0.5 billion, a year-on-year increase of +20% / + 12% / + 12% / + 2%.
Operating cash flow turned into a net decrease.
Cash flow from operating activities in 2018 was a net reduction of US $ 900 million, of which operating receivables increased by 1.9 billion and operating response items decreased by 600 million.
The development trend is optimistic about the long-term steady growth of the aviation mechanical and electrical industry.
The company is a professional integration and industrialization development platform for aviation mechanical and electrical systems affiliated to the aviation industry, and is a leader in the domestic aviation mechanical and electrical field.
In 2019, the company will continue to enhance 武汉夜生活网 the core capabilities of the military aviation business, further promote professional integration, vigorously enhance the development of the maintenance market, and achieve development in the critical period of military aviation equipment upgrades.
In addition, the company will continue to enhance the development capability of the civil aviation industry and build a leading domestic and international first-class supplier of aviation mechanical and electrical systems.
We are optimistic about the company’s stable growth in the medium and long term. Is CAGR expected to be 15%?
Pay attention to the progress of asset integration.
With the advancement of the reform of the first batch of 41 military scientific research institutes, the integration of high-quality assets such as aerospace life-saving equipment, Jincheng Hydraulic Center is worth looking forward to.
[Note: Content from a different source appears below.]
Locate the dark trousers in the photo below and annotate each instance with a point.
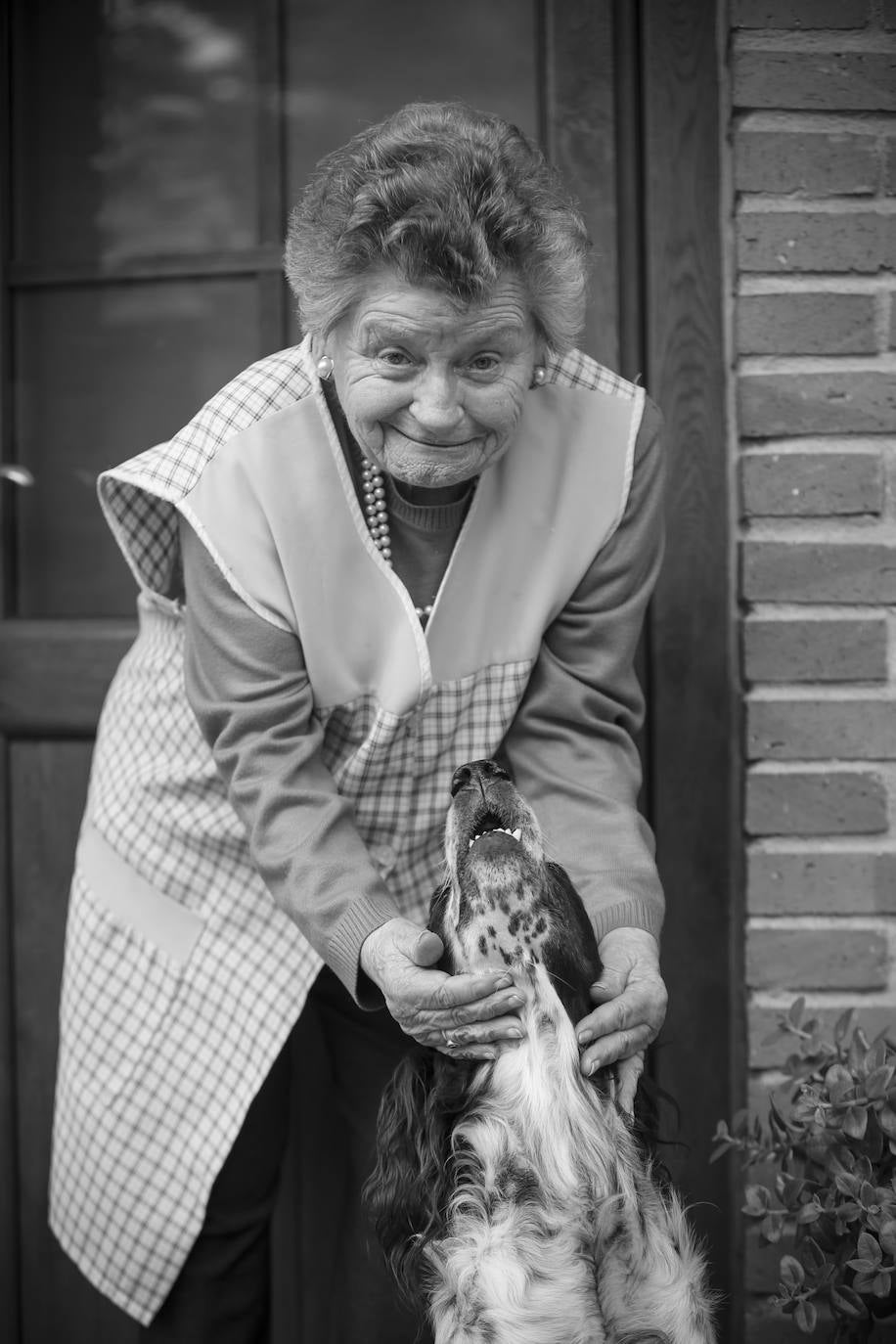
(222, 1293)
Earnings forecast downgrades non-aeronautical civil product revenue forecast and 19/20 net profit forecast2.
6% / 3.
5% to 9.
9.4 billion / 11.
Estimates and recommendations Currently, the company expects to correspond to 26.
3x / 21.
9x 19 / 20e P / E.
We maintain the recommended rating and RMB10.
The target price of 20 yuan is 40 compared with the previous one.
Corresponds to 37x / 31x 19 / 20e P / E.
Risks in the pace of military order delivery, and the process of restructuring scientific research institutes are uncertain.